Selon une nouvelle étude, le stress lié au fait d’être battu par une autre souris active les cellules du mésencéphale de la souris, favorisant le sommeil et réduisant l’anxiété. Les résultats mettent en évidence un circuit neurologique dans le cerveau, dont la cible « pourrait aider à guider les interventions futures chez les rongeurs et peut-être même les humains après des expériences stressantes, soit par le biais de thérapie cognitive ou de pharmacothérapie ou peut-être, un jour, d’interférences génétiques. » « , écrit Marian Joëls et E. Ronald de Kloet dans une perspective connexe.

Bien que le stress puisse causer de l’insomnie, l’inverse est également vrai. Le stress chronique est connu pour augmenter le sommeil paradoxal (REM). Ces observations ont conduit certains à émettre l’hypothèse que le sommeil est une réponse adaptative importante aux situations stressantes, aidant à atténuer leurs impacts physiologiques et mentaux négatifs. Chez la souris, le stress de défaite sociale (SDS), une réponse au stress causée par la perte d’une confrontation sociale, est souvent utilisé comme modèle de stress psychosocial. Les chercheurs ont découvert que le SDS peut amener certains animaux vaincus à s’endormir par la suite. Cependant, les mécanismes sous-jacents à la manière dont ces événements déclenchent une amélioration du sommeil restent insaisissables. Ici, les collègues de Xiao Yu peuvent évaluer les circuits cérébraux impliqués dans le sommeil induit par le SDS chez la souris.

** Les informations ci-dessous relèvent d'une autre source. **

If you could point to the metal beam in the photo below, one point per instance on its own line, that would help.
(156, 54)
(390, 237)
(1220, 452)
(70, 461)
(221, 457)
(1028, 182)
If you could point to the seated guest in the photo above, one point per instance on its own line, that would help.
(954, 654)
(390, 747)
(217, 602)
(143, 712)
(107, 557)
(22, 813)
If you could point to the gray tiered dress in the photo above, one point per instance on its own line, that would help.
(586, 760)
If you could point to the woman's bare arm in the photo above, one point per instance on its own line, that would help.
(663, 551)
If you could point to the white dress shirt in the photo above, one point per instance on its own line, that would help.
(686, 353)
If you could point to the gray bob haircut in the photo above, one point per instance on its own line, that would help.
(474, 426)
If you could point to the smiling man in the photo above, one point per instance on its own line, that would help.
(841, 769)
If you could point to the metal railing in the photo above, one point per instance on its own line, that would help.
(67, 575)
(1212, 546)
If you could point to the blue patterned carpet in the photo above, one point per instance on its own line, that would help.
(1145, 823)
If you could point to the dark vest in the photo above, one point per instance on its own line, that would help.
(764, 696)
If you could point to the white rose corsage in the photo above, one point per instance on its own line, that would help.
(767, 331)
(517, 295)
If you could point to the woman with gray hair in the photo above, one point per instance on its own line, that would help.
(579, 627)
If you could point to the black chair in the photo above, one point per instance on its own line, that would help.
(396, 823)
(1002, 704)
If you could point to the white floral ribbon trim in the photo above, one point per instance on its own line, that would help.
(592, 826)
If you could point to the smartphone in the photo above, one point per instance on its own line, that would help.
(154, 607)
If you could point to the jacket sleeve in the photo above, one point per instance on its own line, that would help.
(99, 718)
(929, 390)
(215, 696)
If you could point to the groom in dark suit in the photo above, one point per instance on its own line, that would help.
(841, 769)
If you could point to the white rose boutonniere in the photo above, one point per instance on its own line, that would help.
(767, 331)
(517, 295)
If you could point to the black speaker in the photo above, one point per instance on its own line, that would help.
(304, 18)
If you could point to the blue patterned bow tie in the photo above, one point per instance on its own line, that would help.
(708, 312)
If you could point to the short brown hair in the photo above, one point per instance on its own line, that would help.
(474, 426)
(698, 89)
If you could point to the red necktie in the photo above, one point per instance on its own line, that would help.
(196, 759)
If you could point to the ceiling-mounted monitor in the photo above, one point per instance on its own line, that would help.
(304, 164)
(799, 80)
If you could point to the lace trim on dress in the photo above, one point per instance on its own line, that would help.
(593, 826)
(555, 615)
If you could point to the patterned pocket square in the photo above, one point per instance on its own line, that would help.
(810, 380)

Yu et coll. ont découvert un petit groupe de neurones dans la zone tegmentale ventrale (VTA) du mésencéphale qui est dédié à la détection du stress après le SDS et à l’induction d’un sommeil réparateur. Selon les résultats, un sous-ensemble de neurones de l’acide gamma-aminobutyrique (GABA)-somatostatine reçoit des informations de stress qui, lorsqu’elles sont activées, favorisent une augmentation du sommeil REM et non-REM pendant plusieurs heures tout en inhibant simultanément la libération de l’hormone de libération de la corticotropine (CRF). . ). Ensemble, le sommeil initié par ce processus a soulagé les niveaux de stress et atténué l’anxiété induite par le stress chez les souris, restaurant les fonctions mentales et corporelles. Les niveaux d’anxiété et de corticotropine sont restés élevés après le stress chez les souris privées de sommeil induites par le SDS.

Dans la perspective connexe, Joëls et de Kloet soulignent que « tous les individus ne peuvent pas répondre à une défaite sociale par une crise de sommeil ». Ils disent que cette variation individuelle « nécessite une enquête plus approfondie dans de plus grands groupes de souris, ce qui serait également utile pour tester la robustesse de l’étude exploratoire actuelle ».

Police de caractère:

Association américaine pour l’avancement des sciences (AAAS)

Référence du magazine :

Yu, X, et coll. (2022) Un circuit spécifique dans le mésencéphale détecte le stress et induit un sommeil réparateur. Les sciences. doi.org/10.1126/science.abn0853.